My worry is that the Board will set up financial arrangements – private-public partnerships – that will fundamentally structure the future of the city and all climate change plans that are put in place.
We’ve seen something similar in Bristol, where the Council has created the City Leap partnership with key investors Ameresco Limited, a “leading cleantech integrator and renewable energy asset developer” based in the US and Vattenfall Heat UK, “Sweden’s nationally owned energy company, who specialise in low and zero-carbon heat networks.”
The City Leap partnership is “aimed at delivering low carbon energy infrastructure, such as solar PV, heat networks, heat pumps and energy efficiency measures at scale, all which will help Bristol meet its carbon reduction targets of becoming carbon neutral by 2030. The partners will invest in the council’s estate to deliver low carbon energy infrastructure and support others, such as residents, community energy groups and businesses, to deliver local carbon reducing projects.”
Now for the financial commitments (so far): “Private sector partners will contribute capital funding, including £424 million over the first five years of the twenty-year partnership, in low carbon energy and capacity and expertise in the delivery of low carbon energy infrastructure projects. The project will remove around 140,000 tonnes of carbon across the city in the first five years of operation.”
I imagine that Coventry’s Climate Change Board will set up such partnerships in the near future, most likely with E.ON at the helm (E.ON incidentally didn’t win the bid for the Bristol Leap parnership, which is perhaps why it has turned its attention to Coventry).
But isn’t it disturbing that it is allowed to do all this at arms-length from our democratic represenatives in the Council, and without public scrunity?
In an excellent article for the Bristol Cable, Adam Corner highlights the controversy that Bristol Leap has already caused, particularly with regards to transparency and accountability:
“While the Greens and Labour seem largely in agreement on the necessity of leveraging private investment, there have already been some heated exchanges in the chamber around a potential lack of transparency in the City Leap partner selection process, and here the council’s recent experience with Bristol Energy looms large.
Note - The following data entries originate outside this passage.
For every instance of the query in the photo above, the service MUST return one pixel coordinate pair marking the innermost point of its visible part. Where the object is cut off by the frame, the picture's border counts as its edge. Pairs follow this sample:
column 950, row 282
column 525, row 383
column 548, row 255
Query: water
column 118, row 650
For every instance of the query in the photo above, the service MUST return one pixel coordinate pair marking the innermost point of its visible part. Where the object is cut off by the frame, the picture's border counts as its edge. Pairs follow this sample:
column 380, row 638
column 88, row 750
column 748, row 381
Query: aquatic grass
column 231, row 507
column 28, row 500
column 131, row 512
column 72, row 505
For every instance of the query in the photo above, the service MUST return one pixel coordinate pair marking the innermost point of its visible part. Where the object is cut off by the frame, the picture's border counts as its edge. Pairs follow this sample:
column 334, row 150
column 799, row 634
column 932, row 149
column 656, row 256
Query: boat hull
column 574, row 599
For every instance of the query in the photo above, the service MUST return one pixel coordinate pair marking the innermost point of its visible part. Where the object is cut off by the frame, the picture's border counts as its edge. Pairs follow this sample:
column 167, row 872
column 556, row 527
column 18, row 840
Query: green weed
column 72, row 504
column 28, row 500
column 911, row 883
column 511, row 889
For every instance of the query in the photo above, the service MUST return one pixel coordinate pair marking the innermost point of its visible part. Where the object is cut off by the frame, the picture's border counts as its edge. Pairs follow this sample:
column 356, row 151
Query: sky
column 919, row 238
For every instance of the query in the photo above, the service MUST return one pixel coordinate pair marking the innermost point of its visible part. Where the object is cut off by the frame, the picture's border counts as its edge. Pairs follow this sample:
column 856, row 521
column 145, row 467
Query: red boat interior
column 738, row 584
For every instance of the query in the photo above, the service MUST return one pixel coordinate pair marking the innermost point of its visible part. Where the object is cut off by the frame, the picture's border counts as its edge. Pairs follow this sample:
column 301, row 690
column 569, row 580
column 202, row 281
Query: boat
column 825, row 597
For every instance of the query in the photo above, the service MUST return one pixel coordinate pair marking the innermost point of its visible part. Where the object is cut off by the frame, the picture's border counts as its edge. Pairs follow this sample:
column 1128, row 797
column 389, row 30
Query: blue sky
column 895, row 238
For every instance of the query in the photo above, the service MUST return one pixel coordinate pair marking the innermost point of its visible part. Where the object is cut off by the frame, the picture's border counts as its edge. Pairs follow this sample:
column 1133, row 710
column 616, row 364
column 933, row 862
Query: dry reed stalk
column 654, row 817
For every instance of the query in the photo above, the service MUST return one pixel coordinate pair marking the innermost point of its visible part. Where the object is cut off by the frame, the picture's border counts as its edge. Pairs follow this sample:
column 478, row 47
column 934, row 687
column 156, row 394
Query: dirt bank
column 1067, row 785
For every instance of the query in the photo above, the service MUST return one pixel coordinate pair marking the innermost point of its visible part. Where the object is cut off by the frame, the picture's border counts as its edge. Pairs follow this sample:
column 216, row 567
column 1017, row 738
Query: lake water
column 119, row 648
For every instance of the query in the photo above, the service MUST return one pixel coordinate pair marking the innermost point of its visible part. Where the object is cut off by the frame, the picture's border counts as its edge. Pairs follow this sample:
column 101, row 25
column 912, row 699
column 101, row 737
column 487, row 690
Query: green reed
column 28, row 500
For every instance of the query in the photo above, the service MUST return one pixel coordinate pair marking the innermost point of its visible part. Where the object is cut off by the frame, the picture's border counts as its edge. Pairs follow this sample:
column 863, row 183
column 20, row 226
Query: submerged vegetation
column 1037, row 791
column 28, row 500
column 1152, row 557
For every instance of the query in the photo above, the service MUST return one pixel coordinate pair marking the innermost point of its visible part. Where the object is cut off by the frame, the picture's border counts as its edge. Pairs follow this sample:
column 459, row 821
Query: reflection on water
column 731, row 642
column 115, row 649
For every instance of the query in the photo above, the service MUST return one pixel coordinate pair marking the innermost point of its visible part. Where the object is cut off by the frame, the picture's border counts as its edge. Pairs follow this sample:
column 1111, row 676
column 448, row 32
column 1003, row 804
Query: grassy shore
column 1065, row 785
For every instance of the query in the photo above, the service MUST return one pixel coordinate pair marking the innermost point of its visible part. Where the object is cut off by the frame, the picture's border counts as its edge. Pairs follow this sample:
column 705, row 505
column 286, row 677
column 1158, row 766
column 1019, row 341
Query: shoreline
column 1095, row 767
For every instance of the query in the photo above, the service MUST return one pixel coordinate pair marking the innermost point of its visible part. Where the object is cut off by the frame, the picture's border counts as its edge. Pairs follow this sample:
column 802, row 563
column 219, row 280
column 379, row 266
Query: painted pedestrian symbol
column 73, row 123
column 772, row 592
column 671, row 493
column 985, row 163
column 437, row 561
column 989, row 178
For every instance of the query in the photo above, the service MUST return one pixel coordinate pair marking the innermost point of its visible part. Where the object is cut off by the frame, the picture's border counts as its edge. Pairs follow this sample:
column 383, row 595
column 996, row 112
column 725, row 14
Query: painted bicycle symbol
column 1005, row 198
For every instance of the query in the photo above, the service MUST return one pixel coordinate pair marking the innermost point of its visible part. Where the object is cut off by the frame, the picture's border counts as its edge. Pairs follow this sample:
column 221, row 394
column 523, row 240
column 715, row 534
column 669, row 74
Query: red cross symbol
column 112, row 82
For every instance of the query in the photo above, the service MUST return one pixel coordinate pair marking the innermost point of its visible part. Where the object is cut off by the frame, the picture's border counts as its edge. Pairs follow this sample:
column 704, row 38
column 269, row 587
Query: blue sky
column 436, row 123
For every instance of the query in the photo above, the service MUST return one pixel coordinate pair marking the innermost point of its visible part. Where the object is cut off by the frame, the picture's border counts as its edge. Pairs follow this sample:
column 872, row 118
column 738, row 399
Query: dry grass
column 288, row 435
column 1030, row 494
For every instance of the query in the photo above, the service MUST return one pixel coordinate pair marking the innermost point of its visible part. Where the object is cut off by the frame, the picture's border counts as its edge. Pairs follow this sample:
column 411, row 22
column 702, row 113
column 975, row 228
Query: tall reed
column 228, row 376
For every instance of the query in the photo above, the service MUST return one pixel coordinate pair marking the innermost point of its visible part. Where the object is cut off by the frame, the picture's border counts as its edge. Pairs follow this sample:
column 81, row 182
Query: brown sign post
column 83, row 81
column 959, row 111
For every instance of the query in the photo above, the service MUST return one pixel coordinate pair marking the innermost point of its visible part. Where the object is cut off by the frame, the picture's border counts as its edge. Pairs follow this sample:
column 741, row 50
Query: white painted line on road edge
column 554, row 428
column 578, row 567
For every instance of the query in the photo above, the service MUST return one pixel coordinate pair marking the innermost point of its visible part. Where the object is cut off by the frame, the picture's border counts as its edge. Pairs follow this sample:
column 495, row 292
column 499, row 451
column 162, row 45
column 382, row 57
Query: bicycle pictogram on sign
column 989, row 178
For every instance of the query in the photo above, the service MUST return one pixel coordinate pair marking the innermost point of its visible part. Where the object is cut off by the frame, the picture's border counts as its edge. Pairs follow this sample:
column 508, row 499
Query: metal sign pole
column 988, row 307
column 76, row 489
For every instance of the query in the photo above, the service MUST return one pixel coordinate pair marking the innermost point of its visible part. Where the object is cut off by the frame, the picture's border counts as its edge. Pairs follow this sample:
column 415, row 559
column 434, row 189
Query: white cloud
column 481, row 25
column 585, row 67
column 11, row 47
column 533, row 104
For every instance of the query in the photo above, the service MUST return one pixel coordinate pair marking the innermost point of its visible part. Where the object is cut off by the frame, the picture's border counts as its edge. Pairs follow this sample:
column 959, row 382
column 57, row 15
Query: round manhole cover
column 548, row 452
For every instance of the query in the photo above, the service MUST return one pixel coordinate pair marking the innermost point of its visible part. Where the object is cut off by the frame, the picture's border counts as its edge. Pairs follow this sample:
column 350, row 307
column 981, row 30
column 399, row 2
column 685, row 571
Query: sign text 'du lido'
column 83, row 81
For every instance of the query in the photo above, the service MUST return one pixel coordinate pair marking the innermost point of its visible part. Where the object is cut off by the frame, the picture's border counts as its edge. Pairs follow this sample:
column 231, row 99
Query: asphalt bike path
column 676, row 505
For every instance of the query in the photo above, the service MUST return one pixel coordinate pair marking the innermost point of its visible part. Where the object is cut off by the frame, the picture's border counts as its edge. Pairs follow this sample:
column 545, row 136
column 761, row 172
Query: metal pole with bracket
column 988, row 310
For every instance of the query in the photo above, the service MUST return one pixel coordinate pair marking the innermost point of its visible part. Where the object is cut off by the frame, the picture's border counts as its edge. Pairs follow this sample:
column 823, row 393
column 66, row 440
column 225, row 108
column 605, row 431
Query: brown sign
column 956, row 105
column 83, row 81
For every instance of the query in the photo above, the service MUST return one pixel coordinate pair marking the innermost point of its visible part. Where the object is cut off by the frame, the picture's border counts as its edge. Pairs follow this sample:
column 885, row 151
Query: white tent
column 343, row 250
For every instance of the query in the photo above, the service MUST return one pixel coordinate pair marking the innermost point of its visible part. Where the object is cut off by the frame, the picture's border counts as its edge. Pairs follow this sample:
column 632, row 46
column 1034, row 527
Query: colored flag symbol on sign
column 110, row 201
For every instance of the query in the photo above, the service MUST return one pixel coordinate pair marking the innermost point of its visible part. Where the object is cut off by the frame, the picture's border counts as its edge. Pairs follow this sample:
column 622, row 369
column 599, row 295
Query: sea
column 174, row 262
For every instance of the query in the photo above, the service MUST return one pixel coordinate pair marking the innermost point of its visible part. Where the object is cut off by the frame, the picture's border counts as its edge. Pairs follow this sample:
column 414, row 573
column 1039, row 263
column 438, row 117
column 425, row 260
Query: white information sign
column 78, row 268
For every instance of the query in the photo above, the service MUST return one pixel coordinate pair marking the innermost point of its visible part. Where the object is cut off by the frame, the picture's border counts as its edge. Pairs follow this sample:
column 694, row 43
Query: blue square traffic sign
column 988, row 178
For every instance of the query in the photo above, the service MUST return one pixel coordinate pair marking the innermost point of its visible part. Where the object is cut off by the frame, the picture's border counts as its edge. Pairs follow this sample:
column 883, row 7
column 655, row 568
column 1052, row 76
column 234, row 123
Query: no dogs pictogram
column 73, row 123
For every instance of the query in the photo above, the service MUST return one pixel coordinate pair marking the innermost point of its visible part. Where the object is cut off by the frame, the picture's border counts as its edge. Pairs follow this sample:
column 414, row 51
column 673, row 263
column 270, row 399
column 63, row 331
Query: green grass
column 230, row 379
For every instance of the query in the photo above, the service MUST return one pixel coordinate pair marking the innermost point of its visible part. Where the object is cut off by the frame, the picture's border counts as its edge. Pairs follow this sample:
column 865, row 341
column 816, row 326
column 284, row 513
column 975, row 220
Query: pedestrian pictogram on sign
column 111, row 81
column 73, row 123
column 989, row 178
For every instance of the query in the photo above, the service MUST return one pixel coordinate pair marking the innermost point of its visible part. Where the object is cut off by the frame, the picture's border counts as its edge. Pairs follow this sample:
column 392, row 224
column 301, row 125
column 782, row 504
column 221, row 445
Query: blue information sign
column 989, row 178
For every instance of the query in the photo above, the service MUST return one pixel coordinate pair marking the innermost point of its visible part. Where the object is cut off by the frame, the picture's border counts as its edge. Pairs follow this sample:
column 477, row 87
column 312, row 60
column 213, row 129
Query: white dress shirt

Created in 2015, Bristol Energy was wholly owned by the council, rather than a public/private partnership. But it quickly encountered problems and struggled to compete with the ‘Big Six’ energy companies. It required an injection of more than £35m of council money, and the company was sold in 2020, ending the council’s ill-conceived foray into the energy supply market.
It may be a different type of project to City Leap, but questions raised around the governance arrangements surrounding Bristol Energy are drawing even greater attention to how City Leap is managed. An independent auditors’ report on Bristol Energy focused on ensuring the cabinet has access to all the information it needs and the importance of clear communication with the public.
The lessons from multi-million projects like Bristol Energy should be clear: when budgets are in the millions or even the billions, oversight really matters. Where the profit motive of private companies potentially comes into conflict with the public good, there must be accountability.
“Scrutiny is important to the democratic process,” says Councillor Beech. “It is important that people know what City Leap is. But at the same time, it is a partnership with the private sector, and it’s important that we go through this process of procurement in a way that is appropriate.”
We need more attention on this development in Coventry, especially from the media, and from Cllrs who probably know nothing about it. So far the Council is getting away with operating behind closed doors with regards to climate change policy (I’ll send a follow up email explaining where the Council is at with its new climate change strategy), which is incredibly dangerous.
If this all goes wrong, it will be us that pays the cost, in more even more cuts and public service closures. See for example Slough and Croydon.